Ангела подходит к Простофейре и говорит с благосклонной улыбкой:

— У меня приготовлен для вас костюм.

Простофейра сгибается в три погибели:

— Спасибо, сеньора!

— Как только дон Касимиро прочитает свою оду, я вам его вручу. Напомните мне.

— Непременно, сеньора.

— У вас какой номер обуви?

В этот момент подходит лакей и протягивает Ангеле на подносе депешу. Воцаряется тишина. Все — в ожидании. Ангела прикладывает руку к сердцу, словно боясь, как бы оно не выпрыгнуло.

— Что это может быть? — спрашивает она, зачарованно глядя на конверт.

— А ты открой его, детка, и посмотри, — говорит, приближаясь, дон Карлосик, сам исполненный любопытства. — Да поскорее — мы сгораем от нетерпения!

Ангела вскрывает телеграмму и читает. Лицо ее озаряется радостью. Она поднимает глаза и говорит гостям:

— Добрые вести для всех нас! Это от Пепе Куснираса. Он сообщает: «Принимаю зпт в принципе зпт предложение тчк Прибуду аэроплане тчк Куснирас».

Ангела прижимает телеграмму к груди, слышатся восторженные восклицания отдельных присутствующих.

— Браво! — говорит Банкаррентос.

— Не мальчик, а золото, — говорит дон Карлосик.

— Мое произведение будет называться не «Ода Демократии», а «Ода Куснирасу». Хотя следует заметить, что депеша должна была быть послана Умеренной партии по ее официальному адресу, в Пончиканское казино.

Дон Карлосик поясняет:

— С Пепе нас всегда связывала нежная дружба. И вполне естественно, что ему захотелось нас первых известить о своем решении.

Тут вдруг слышится сначала звон разбитой розетки, а затем глухой стук, словно упал мешок с опилками.
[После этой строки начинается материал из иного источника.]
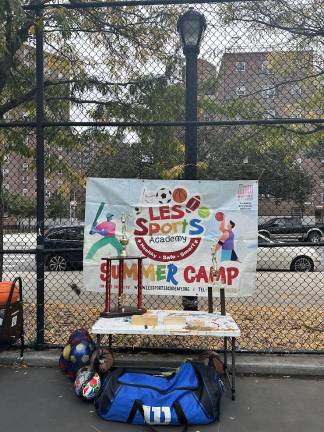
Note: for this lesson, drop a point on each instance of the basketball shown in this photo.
(219, 216)
(193, 204)
(204, 212)
(179, 195)
(5, 291)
Апельсиновое мороженое, которое ела Пепита Химерес, растеклось по персидскому ковру рядом с бездыханным телом поэтессы.

Пока доктор Убивон приводит ее в чувство, Кончита Парнасано похлопывает ее пообмякшей руке и поясняет падре Ирастрельясу, который уже подумывает о помазании миром:

— Пепе Куснирас был ее женихом. Она ждала его пятнадцать лет. Понятно, что у нее нет больше сил, у бедняжки.
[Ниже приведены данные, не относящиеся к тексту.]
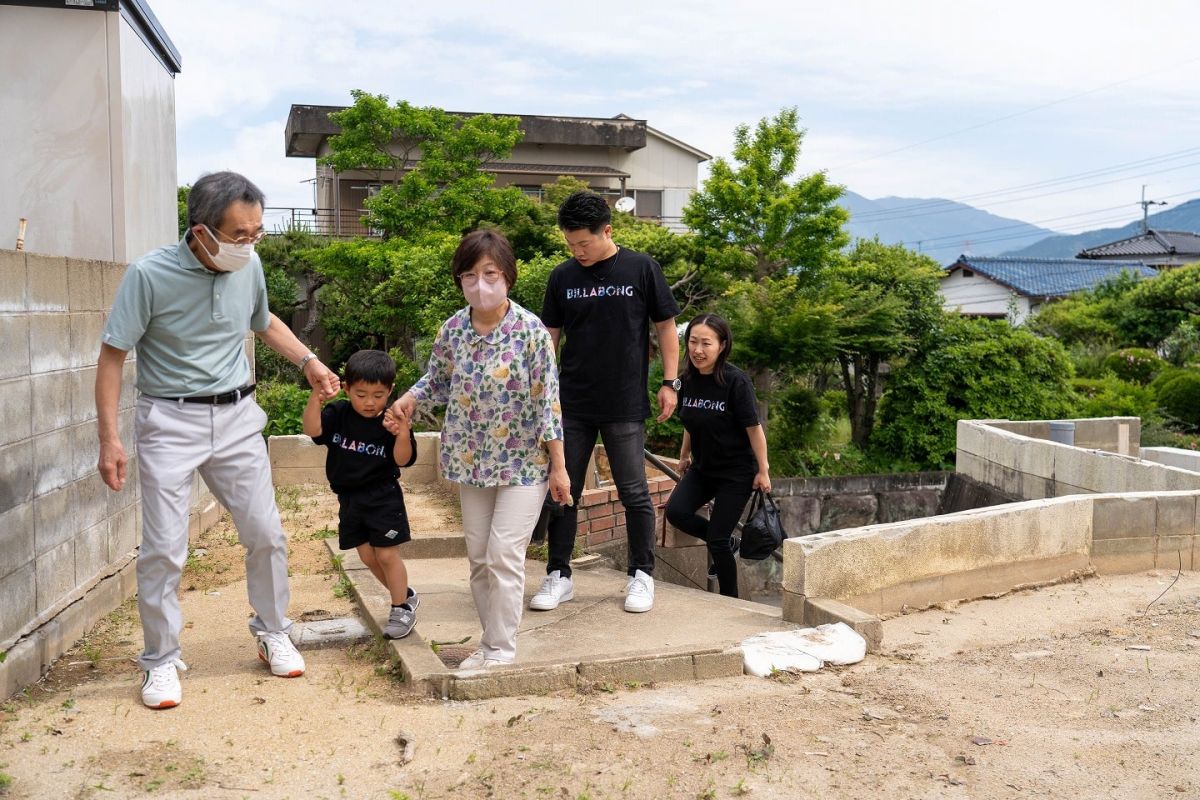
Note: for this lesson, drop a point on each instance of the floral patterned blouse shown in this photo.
(501, 392)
Пепита Химерес открывает глаза и спрашивает:

— Где я?

Убивон ее поднимает:

— Сильное волнение. Рюмку коньяка, и все пройдет.

Гости успокаиваются. Дон Карлосик спешит из салона с криком:

— Рюмку коньяка!

Кто-то замечает: «Как ты нас испугала, девочка!» Простофейра трогает за руку Ангелу, прижимающую к носу Пепиты надушенный платочек, и говорит:

— Я ношу башмаки двадцать шестого размера.
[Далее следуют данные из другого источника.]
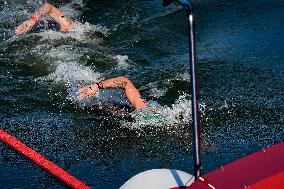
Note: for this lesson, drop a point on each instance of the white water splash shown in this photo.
(122, 60)
(72, 72)
(81, 32)
(178, 113)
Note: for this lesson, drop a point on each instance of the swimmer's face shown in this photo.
(66, 19)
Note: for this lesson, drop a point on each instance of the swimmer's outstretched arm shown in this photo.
(65, 23)
(131, 92)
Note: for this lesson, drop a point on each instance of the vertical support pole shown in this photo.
(195, 112)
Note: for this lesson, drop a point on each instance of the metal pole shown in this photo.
(195, 112)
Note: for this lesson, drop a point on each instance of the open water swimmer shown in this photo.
(130, 91)
(36, 23)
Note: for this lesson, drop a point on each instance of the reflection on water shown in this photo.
(240, 72)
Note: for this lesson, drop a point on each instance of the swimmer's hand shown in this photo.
(25, 27)
(88, 91)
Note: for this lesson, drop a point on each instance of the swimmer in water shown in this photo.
(60, 23)
(132, 94)
(130, 91)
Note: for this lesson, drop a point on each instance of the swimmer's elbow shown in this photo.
(48, 7)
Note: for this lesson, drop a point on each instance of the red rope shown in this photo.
(42, 161)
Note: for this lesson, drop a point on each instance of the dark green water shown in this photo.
(240, 71)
Этим же вечером Простофейра входит втемную гостиную своей тещи, неся с собой футляр со скрипкой, портфель с нотами, костюм в полосочку и двухцветные штиблеты. Поспешно скидывает во тьме одежду и башмаки. Остается в исподнем. Вне себя от радости натягивает двухцветные штиблеты. Застегивая пряжки, слышит, как кто-то рыдает в соседней комнате. Он встает и, как был, в кальсонах и штиблетах, входит к себе в спальню. При свете керосиновой лампы видит в кровати плачущую Эсперансу.

— Ты чего плачешь?

— Ты меня больше не любишь.

Простофейра запирает дверь и направляется к жене, скороговоркой повторяя:

— Нет, люблю! Нет, люблю!

И несколько резким, но величественным жестом срывает с жены простыню. Она обнажена. Он кидается к ней, не сняв штиблет.

— Нет, люблю! — говорит.

Она отвечает:

— Поосторожней, у меня болит печень.